Can anything be more empowering than attending a yearly shareholders' meeting?

By Kelly Luker

WITH THE BRISK SNAP of winter in the air and holiday decorations settling into the public spaces, it must be that time of the year again. Large groups getting together, folks making merry and, invariably, other folks feeling nothing but pain and disappointment.

Yep, 'tis the seasonal joy of annual shareholder meetings. For anyone who's been throwing money at the stock market, the glossy presentation folders and thick brochures from corporations like Sun and Oracle find their way into the burgeoning stack of holiday catalogs that bounce through the mail slot in late fall.

Like their glossy Christmas counterparts, the year-end reports try mightily to glisten with good tidings, but they also go L.L. Bean and Lillian Vernon one better: an opportunity to watch our favorite mogul deliver the goodies in person.

Normally, I would skip these fiestas, of course, stock or no. But rumor has it that Cisco magnate John Chambers gives great speech, so it's off to the Internet server's annual wingding held mid-November at Great America's Paramount Theater.

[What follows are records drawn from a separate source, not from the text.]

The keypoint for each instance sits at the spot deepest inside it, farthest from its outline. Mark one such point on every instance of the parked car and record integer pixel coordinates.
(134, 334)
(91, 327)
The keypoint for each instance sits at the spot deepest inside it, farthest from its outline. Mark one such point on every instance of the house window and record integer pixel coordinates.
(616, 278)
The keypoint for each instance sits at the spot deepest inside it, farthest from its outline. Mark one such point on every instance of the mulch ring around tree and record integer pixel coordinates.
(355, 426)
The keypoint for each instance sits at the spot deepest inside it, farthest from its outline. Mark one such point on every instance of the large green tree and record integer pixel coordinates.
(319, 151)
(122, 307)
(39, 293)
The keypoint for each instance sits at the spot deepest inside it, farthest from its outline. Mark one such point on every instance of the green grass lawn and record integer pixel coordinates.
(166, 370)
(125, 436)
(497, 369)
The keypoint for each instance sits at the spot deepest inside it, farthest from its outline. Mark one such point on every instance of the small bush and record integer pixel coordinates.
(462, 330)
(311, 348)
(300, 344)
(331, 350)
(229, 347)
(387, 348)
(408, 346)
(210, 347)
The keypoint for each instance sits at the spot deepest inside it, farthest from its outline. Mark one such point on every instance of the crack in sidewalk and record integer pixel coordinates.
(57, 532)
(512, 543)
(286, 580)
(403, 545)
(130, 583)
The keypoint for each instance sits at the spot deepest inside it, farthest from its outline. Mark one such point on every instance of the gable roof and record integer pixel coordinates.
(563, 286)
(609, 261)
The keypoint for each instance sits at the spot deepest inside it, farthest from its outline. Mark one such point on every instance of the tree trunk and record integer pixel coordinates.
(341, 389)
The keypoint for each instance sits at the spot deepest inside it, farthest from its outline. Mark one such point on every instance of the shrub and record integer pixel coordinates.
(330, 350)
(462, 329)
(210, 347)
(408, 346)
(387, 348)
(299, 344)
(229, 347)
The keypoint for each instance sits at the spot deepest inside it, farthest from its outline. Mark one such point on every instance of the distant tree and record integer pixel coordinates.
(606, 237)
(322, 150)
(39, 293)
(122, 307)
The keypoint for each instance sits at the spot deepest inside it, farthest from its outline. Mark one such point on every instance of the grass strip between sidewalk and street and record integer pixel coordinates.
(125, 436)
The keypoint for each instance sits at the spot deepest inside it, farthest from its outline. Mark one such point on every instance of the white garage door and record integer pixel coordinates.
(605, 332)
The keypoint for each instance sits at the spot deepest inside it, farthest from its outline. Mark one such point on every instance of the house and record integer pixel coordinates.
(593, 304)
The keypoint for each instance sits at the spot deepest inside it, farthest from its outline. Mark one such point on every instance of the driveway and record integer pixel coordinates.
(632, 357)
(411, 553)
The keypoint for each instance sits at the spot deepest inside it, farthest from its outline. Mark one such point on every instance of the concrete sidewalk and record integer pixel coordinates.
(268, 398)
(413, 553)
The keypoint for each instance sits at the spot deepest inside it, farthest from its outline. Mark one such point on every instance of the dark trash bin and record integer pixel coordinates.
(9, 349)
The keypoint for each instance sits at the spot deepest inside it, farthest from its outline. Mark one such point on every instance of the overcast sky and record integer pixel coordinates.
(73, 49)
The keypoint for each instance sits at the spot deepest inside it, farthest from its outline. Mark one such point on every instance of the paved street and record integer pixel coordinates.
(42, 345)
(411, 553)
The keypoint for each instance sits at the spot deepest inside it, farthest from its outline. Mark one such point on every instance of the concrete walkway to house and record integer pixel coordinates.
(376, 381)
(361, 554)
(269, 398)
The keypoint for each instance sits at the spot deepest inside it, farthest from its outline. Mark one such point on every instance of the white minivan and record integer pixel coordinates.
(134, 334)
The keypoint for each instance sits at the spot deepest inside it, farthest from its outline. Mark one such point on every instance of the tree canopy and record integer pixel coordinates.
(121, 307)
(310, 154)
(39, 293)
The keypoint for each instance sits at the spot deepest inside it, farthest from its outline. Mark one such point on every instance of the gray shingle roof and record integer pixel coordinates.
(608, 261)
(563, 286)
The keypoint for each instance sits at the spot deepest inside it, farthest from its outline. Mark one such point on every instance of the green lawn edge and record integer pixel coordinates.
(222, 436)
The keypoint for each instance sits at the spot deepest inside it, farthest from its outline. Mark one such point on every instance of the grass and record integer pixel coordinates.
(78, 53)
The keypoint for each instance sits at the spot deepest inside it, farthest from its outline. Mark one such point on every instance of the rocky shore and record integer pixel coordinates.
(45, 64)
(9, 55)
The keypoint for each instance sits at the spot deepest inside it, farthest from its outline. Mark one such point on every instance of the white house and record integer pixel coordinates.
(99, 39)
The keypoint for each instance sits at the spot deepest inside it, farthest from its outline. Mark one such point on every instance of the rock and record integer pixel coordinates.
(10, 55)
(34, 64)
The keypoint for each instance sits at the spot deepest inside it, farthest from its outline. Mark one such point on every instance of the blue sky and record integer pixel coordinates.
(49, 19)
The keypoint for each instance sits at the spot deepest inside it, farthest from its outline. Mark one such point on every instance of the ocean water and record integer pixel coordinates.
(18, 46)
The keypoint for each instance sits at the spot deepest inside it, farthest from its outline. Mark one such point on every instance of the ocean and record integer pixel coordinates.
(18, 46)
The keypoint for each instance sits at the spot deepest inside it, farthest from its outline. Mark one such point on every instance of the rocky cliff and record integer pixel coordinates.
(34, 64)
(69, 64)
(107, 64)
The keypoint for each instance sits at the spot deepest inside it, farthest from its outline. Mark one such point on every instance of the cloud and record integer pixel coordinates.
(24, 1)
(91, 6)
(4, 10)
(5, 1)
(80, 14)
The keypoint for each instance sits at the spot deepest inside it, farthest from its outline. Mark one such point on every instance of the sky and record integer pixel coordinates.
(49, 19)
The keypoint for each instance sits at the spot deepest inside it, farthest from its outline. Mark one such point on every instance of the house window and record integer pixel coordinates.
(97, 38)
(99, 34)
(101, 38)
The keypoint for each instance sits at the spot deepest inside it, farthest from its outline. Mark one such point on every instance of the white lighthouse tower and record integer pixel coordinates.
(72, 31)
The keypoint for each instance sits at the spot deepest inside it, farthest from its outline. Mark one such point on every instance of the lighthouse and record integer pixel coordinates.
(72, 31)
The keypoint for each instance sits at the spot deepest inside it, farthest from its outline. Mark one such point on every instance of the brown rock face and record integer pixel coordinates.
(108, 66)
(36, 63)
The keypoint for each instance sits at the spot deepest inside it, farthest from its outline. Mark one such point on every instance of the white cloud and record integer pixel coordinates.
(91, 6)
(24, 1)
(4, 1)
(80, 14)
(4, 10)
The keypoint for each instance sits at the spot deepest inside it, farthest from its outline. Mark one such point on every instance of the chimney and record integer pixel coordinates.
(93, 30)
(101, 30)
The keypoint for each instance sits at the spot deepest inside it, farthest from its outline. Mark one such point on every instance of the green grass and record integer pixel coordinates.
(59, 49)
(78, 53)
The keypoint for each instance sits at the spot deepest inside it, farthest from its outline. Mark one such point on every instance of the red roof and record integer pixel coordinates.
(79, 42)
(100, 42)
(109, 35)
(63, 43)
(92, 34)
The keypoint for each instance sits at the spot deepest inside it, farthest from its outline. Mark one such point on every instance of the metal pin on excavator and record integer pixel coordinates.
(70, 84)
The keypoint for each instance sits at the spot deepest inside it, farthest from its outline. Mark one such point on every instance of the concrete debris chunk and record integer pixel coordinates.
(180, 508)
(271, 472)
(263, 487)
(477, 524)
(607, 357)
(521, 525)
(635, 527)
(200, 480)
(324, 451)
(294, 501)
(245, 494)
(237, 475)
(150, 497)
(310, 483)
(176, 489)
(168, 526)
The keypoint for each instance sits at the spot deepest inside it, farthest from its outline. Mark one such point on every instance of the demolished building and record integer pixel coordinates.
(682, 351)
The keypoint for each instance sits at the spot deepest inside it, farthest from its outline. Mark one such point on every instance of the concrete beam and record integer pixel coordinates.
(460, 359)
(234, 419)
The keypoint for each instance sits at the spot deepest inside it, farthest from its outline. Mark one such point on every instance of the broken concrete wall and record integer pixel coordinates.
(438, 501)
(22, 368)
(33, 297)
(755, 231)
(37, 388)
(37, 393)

Cisco's party planners weren't trying to be ironic, picking an amusement park as background to deliver the season's greetings after a year of stomach-lurching highs and lows in the stock market. But there we were, picking our way past roller-coaster terrors to join others in the theater. But most of the guests are not inside anxiously awaiting the star of the show. They are at the second most popular attraction at any shareholders' meeting--the eats.

The tables outside brim with fresh bagels, shmears, pastries and coffee. But Jackie and Vance Miller have seen better.

"Hewlett-Packard was incredible," reminisces Jackie. "Elegant chocolates--the works!"

The retired Portola Valley couple may not come to the shareholder meetings for the chow, but they know what they're talking about. They admit to going to "quite a few" of these gatherings. They've been doing this a long time, and sound a lot like Deadheads talking about Jerry Garcia's best shows.

"We've gone to Apple [stockholder meetings] for years," says Vance.

"The earliest were at Flint Auditorium," chimes in Jackie. "It was like a rock event."

The Millers fit a typical profile of today's turnout--retirees who like to get a visceral feel for who's handling their hard-earned dough.

"It's a way to see the management in action," says Vance.

And John Chambers knows how to deliver the action. Dressed impeccably, the CEO strides from one end of the stage to the other, proselytizing the vision of Cisco to his starstruck flock. Since the annual meeting is held about a week before analysts' predictions send Cisco stock skidding along on its belly, Chambers' vision still sparkles like holiday lights. A huge screen behind the stage reflects a close-up of Chambers to the far-flung audience, making the Millers' rock show comparisons even more eerily accurate.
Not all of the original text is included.